Taiwan Semiconductor Manufacturing Co is on track to report a substantial quarterly net profit increase as demand for chips powering artificial intelligence infrastructure keeps its 3-nanometre process and advanced packaging lines tightly booked.
According to an LSEG SmartEstimate derived from 19 analysts, TSMC is expected to record net profit of T$543.3 billion ($17.23 billion) for the January-March quarter. That outcome represents about a 50% jump in quarterly net income and, if realised, would extend the company's run of record results to a fourth consecutive quarter. Market watchers note that a profit above T$505.7 billion would constitute the highest quarterly net income on record for the company and mark its ninth straight quarter of profit growth.

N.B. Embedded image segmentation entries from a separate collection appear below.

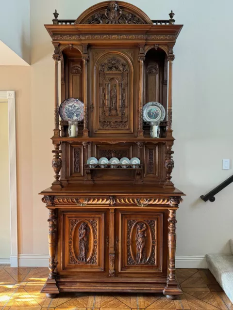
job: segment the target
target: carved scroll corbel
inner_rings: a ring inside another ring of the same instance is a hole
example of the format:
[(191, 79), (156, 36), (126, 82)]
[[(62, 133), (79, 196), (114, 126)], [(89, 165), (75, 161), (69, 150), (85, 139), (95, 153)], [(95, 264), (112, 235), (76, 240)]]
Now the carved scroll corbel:
[(74, 201), (79, 207), (85, 207), (87, 204), (90, 198), (75, 198)]
[(150, 201), (150, 198), (136, 198), (135, 200), (139, 207), (146, 207)]

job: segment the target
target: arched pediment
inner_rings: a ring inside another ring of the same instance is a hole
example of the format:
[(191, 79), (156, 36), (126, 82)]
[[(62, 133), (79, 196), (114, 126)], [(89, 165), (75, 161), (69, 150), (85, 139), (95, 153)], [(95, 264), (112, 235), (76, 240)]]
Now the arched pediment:
[(84, 11), (75, 24), (152, 24), (150, 18), (135, 5), (123, 1), (105, 1)]

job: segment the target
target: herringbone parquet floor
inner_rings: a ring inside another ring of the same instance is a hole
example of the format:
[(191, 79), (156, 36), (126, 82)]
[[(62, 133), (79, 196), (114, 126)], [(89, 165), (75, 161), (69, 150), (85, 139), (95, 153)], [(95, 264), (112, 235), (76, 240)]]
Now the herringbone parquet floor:
[(41, 294), (47, 268), (12, 268), (0, 264), (0, 310), (233, 310), (207, 269), (178, 269), (183, 294), (170, 300), (158, 294), (61, 294), (54, 299)]

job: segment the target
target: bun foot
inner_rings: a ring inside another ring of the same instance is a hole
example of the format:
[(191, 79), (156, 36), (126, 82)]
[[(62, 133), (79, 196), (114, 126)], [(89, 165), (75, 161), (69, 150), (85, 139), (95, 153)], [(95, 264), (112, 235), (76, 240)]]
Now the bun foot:
[(167, 298), (169, 299), (176, 299), (176, 295), (165, 295)]
[(48, 297), (48, 298), (55, 298), (56, 297), (57, 297), (58, 294), (50, 294), (49, 293), (47, 293), (46, 294), (46, 296), (47, 297)]

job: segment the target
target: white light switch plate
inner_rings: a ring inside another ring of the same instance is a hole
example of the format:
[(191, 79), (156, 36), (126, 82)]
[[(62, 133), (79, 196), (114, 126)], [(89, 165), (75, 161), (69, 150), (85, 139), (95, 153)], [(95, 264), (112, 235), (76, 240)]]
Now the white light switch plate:
[(223, 170), (229, 170), (230, 169), (230, 159), (222, 160)]

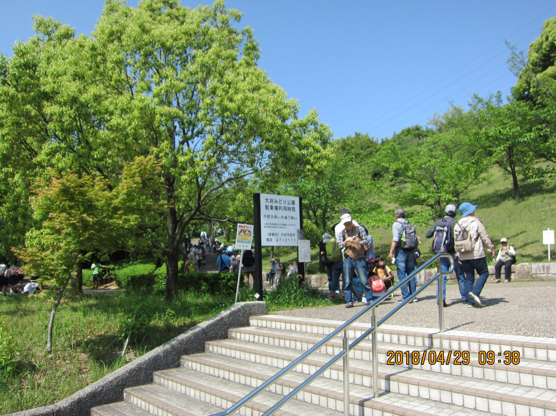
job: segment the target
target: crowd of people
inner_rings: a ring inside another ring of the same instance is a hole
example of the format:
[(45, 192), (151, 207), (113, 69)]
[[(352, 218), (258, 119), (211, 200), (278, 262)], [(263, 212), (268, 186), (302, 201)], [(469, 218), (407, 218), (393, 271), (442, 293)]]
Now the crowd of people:
[[(475, 215), (476, 208), (476, 205), (470, 202), (464, 202), (459, 208), (461, 217), (456, 220), (458, 207), (449, 204), (444, 216), (436, 221), (425, 235), (426, 238), (432, 239), (434, 252), (446, 253), (452, 256), (461, 302), (469, 308), (483, 305), (480, 295), (489, 276), (487, 255), (492, 258), (495, 256), (494, 246), (486, 228)], [(396, 209), (394, 216), (392, 242), (388, 258), (396, 265), (398, 280), (405, 281), (415, 270), (416, 259), (420, 255), (418, 245), (421, 240), (414, 226), (406, 219), (404, 210)], [(332, 299), (341, 294), (346, 307), (352, 308), (359, 301), (368, 303), (394, 285), (391, 270), (385, 259), (375, 256), (372, 236), (352, 218), (348, 210), (340, 211), (340, 222), (332, 227), (332, 232), (334, 236), (327, 233), (322, 235), (320, 251), (320, 261), (326, 268), (329, 293)], [(500, 243), (502, 246), (495, 266), (496, 283), (501, 281), (502, 268), (505, 273), (504, 281), (510, 281), (512, 265), (515, 263), (515, 250), (508, 245), (507, 239), (502, 239)], [(443, 272), (448, 272), (451, 263), (448, 258), (440, 259)], [(448, 306), (446, 281), (445, 275), (442, 280), (444, 306)], [(417, 277), (414, 276), (401, 286), (401, 298), (398, 303), (418, 301), (413, 295), (416, 286)], [(440, 301), (438, 292), (437, 288), (437, 303)]]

Analysts cited the insatiable demand for the firm's most advanced nodes and packaging as the primary driver. Demand for TSMC's 3-nanometre technology to produce AI chips, along with its advanced packaging capabilities, continues to outstrip the company's current production capacity, according to the analyst consensus. Those dynamics have pushed Asia's most valuable company - a supplier to major clients including Nvidia and Apple - to a market capitalisation near $1.68 trillion, roughly double that of its South Korean rival Samsung Electronics.
TSMC reported a 35% year-on-year increase in first-quarter revenue last week, a result that came in ahead of market forecasts. An earnings call is scheduled at 0600 GMT, when management will provide second-quarter guidance and update its full-year outlook. Investors and analysts will be particularly attentive to any signals about capital spending for 2026, since those plans would reflect management's assessment of long-term AI demand.

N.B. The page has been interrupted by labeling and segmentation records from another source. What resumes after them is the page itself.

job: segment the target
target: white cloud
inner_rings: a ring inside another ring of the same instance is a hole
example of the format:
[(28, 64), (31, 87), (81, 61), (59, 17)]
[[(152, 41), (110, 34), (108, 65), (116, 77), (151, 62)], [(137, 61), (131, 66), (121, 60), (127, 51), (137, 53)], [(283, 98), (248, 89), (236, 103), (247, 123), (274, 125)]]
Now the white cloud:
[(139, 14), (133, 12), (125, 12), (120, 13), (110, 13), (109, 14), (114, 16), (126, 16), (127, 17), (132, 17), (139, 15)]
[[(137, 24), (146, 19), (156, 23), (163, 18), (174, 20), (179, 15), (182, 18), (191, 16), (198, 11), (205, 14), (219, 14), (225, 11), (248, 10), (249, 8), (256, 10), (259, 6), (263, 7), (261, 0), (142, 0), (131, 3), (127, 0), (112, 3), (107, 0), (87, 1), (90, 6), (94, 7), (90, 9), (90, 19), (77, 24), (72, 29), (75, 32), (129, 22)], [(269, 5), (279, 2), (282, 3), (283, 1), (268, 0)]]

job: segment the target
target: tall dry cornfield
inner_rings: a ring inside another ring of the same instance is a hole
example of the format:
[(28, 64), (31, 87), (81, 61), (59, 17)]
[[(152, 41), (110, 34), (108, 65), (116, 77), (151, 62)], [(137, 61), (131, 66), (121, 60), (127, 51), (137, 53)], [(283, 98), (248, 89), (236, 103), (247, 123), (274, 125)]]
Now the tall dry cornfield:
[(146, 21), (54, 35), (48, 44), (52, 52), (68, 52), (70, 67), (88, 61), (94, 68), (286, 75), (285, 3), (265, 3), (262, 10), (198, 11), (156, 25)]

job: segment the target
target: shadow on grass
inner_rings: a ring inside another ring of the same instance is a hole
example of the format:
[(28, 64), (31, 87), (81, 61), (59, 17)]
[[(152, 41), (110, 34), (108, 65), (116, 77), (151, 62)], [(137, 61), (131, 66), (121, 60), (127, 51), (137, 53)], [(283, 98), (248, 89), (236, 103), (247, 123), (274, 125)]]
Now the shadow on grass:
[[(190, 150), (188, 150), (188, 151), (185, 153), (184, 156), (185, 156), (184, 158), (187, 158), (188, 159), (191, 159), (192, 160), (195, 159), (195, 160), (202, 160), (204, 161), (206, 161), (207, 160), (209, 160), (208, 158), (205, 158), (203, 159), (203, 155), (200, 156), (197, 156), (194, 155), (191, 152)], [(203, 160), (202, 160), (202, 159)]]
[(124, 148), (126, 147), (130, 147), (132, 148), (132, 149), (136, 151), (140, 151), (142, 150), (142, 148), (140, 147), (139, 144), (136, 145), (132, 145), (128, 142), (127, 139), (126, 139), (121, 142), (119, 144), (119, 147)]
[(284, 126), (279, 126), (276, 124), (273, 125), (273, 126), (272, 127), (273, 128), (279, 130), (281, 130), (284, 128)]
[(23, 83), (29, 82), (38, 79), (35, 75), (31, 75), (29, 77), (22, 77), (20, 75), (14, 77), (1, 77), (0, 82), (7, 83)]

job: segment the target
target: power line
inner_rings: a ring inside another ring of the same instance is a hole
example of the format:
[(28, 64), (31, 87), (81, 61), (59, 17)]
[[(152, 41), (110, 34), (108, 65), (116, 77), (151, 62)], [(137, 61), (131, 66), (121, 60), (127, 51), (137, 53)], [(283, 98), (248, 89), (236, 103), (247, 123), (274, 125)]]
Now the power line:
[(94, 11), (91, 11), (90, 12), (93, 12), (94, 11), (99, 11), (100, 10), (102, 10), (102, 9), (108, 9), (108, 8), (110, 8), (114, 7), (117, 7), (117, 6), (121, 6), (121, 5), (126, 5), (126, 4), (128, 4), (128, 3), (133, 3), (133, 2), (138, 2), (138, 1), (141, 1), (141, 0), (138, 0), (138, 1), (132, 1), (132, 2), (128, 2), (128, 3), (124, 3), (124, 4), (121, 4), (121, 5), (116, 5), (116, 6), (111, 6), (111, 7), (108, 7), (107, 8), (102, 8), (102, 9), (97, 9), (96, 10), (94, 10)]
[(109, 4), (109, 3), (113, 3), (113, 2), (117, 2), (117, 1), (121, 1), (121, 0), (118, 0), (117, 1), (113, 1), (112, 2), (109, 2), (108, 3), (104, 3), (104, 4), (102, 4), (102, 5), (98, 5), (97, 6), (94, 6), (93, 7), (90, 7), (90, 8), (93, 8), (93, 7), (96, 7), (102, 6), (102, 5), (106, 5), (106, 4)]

At its previous earnings call in January, the company disclosed capital spending for the year would fall between $52 billion and $56 billion - an amount up as much as 37% from 2025's $40.9 billion. Ongoing investments include a $165 billion program to construct chip fabrication facilities in the U.S. state of Arizona. The company has also revised its Japanese plans, electing to manufacture 3-nanometre chips there rather than focus on more mature nodes.

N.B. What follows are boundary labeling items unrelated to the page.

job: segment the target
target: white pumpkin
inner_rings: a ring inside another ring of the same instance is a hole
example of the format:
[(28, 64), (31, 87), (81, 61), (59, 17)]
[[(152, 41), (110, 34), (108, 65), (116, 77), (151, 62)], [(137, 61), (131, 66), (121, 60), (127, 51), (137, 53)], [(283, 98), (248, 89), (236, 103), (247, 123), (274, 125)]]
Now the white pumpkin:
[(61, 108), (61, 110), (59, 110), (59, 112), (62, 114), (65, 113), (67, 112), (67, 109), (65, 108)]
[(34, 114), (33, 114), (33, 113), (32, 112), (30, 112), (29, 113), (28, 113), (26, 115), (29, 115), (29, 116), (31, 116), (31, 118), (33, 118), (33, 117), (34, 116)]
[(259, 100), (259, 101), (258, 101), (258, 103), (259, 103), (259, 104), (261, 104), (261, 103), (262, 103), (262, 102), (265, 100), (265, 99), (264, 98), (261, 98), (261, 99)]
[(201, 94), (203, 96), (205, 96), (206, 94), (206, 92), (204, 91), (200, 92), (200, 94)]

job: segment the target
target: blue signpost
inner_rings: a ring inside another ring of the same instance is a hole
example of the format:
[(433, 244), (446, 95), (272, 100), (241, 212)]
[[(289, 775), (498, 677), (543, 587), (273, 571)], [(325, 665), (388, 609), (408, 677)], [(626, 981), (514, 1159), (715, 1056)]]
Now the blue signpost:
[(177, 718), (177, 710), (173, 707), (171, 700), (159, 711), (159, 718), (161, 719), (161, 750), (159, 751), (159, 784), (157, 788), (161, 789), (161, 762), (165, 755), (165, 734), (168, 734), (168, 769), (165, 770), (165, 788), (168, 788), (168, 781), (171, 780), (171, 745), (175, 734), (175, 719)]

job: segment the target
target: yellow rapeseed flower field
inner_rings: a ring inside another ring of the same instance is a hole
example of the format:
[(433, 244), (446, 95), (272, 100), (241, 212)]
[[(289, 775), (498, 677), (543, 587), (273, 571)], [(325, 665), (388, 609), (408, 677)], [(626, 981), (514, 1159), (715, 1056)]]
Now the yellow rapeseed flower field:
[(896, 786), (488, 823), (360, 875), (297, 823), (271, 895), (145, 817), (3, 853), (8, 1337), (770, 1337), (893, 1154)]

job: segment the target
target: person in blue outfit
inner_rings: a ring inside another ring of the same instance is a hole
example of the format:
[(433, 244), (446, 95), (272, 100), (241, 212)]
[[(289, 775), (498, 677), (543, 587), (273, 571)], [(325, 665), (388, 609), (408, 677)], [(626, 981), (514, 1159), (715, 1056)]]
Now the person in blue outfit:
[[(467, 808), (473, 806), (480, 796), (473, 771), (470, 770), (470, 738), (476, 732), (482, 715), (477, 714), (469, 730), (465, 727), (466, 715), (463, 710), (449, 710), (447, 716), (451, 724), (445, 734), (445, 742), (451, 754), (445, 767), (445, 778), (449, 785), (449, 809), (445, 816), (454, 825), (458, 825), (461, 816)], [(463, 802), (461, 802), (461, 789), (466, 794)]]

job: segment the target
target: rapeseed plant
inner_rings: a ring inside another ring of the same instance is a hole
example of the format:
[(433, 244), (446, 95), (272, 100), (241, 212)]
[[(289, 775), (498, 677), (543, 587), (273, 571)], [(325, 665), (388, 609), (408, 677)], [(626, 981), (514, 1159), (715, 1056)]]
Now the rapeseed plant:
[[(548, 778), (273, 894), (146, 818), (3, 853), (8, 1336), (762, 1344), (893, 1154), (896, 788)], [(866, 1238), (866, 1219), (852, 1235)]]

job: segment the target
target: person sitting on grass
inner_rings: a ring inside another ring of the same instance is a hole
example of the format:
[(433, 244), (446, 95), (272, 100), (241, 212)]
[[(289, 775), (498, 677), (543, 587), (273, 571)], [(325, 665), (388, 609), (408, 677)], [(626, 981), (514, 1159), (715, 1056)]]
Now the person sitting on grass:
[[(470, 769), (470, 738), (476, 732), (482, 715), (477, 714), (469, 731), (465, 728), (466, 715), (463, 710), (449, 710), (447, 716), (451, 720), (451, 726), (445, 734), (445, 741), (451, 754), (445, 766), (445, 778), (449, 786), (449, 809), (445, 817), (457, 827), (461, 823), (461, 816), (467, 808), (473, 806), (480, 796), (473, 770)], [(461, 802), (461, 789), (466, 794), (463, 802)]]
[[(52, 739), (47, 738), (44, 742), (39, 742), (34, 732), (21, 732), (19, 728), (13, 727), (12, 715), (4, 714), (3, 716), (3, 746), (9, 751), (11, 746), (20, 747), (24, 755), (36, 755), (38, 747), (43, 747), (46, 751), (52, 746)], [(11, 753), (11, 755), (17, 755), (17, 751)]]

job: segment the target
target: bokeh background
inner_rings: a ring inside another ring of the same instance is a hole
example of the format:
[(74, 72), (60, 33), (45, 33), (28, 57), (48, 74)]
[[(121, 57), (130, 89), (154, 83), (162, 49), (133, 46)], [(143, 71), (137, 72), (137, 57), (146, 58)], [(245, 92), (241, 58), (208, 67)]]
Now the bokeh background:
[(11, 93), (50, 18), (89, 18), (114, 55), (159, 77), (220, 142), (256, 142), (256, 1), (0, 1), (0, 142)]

Supply considerations tied to global conflict also feature in analysts' assessments. The war in the Middle East poses risks to the supply of certain semiconductor production materials - notably helium and neon - but TSMC is viewed by analysts as relatively well-positioned to manage potential disruptions.
TSMC's Taipei-listed shares have risen 34% so far this year, outpacing a 27% gain for the broader market. The company will hold its earnings call to discuss results and guidance, a forum where capital allocation decisions and updated spending plans will be central to investor deliberations.
What to watch on the call
- Whether management confirms, raises or trims planned capital expenditure for 2026.
- Updated revenue and profit guidance for the second quarter and the full year.
- Measures management is taking to mitigate potential supply risks for materials such as helium and neon.